Spring, again
By Carol Dorf
The last of the meyer lemons ripen on the bush
in heavy clusters; or maybe they should be labelled the first
of spring, beside the wasps buzzing their way into
the purple blossoms we call ground cover.
Strange recompense this return after two years
of despair, or do I count it as nearly six.
And for those who made it (don’t count the 950,000)
we’ve reached another spring to embrace.
Yesterday, a cluster of finches migrated through the yard,
clustering on the lemon branches, with their slick
perennial leaves catching the February sun.
Hornets or maybe they are wasps, have returned
to their nests in the eaves, and I was told I really should
do something about it. We are well screened against
the honeybees returning to the chimney,
though they won’t swarm for months, until even
the light of the equinox is useless against the depth of despair.
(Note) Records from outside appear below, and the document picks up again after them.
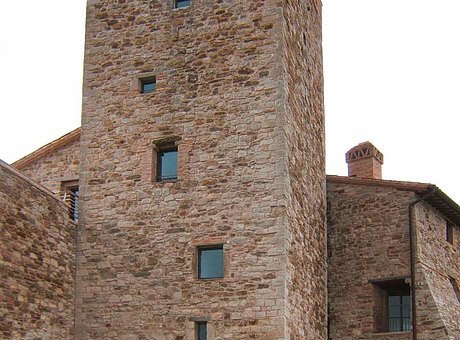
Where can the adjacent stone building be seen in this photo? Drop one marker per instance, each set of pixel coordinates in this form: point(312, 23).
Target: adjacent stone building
point(37, 261)
point(389, 242)
point(198, 186)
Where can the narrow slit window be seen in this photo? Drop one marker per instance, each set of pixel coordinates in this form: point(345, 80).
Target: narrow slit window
point(456, 287)
point(148, 85)
point(449, 233)
point(70, 192)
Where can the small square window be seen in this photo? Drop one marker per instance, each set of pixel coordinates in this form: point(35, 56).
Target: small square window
point(181, 3)
point(449, 233)
point(201, 330)
point(211, 262)
point(148, 85)
point(167, 164)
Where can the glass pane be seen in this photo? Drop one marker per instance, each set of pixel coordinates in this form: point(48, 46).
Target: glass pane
point(168, 169)
point(406, 324)
point(149, 86)
point(182, 3)
point(406, 307)
point(202, 331)
point(211, 263)
point(394, 324)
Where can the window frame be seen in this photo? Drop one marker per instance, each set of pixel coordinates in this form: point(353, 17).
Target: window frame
point(198, 329)
point(70, 192)
point(176, 4)
point(161, 150)
point(200, 250)
point(400, 293)
point(382, 290)
point(449, 233)
point(146, 81)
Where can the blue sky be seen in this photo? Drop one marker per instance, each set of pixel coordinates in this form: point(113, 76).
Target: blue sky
point(391, 68)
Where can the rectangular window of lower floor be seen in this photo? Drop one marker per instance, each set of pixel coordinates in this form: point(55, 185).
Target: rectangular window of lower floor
point(201, 330)
point(392, 306)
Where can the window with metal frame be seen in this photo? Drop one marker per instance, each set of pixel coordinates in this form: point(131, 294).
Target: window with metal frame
point(449, 232)
point(167, 163)
point(148, 85)
point(181, 3)
point(211, 262)
point(201, 330)
point(399, 310)
point(70, 193)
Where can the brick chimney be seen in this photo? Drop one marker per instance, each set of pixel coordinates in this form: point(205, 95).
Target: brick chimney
point(364, 161)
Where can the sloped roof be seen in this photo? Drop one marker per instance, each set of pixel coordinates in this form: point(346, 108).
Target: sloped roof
point(48, 148)
point(435, 196)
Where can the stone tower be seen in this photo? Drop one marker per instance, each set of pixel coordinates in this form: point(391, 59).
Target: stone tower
point(202, 203)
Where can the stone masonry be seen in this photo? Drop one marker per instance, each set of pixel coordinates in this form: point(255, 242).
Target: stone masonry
point(55, 163)
point(239, 89)
point(368, 244)
point(37, 261)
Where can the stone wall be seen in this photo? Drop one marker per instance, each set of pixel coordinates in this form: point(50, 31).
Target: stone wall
point(60, 165)
point(368, 239)
point(221, 92)
point(37, 261)
point(306, 209)
point(438, 260)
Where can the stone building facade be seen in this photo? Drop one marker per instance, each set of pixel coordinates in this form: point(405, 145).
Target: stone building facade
point(229, 95)
point(379, 232)
point(37, 261)
point(238, 95)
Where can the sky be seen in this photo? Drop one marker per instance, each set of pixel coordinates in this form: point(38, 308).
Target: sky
point(391, 76)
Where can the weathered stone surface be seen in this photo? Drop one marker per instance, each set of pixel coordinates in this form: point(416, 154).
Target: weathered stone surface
point(37, 261)
point(368, 239)
point(60, 162)
point(240, 84)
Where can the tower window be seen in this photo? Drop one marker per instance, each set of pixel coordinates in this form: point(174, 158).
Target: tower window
point(449, 233)
point(399, 309)
point(392, 305)
point(211, 262)
point(167, 164)
point(148, 85)
point(181, 3)
point(69, 193)
point(456, 287)
point(201, 330)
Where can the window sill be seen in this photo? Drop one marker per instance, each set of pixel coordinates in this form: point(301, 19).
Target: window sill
point(392, 333)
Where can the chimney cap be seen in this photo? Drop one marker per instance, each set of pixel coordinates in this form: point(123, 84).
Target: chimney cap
point(363, 150)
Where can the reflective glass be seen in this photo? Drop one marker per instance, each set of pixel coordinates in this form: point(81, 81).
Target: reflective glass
point(149, 86)
point(168, 165)
point(202, 330)
point(211, 263)
point(182, 3)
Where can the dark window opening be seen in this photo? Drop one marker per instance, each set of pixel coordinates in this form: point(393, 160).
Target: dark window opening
point(181, 3)
point(167, 164)
point(456, 287)
point(449, 233)
point(399, 310)
point(392, 305)
point(201, 330)
point(148, 85)
point(211, 262)
point(70, 193)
One of the plums toppled after the neighbor hired
a man to attack the roots she perceived as invading.
It is questionable if the apple tree will return
to leaves this year. Career of time, they moved on.
The neighbors that is, and we know little of the new ones,
other than of the existence of two small boys. Children mark
a kind of time, like the bright orange perennials filling the yard,
I can’t help imagining hope when see children digging
for pillbugs in the dirt left after the sewer was replaced.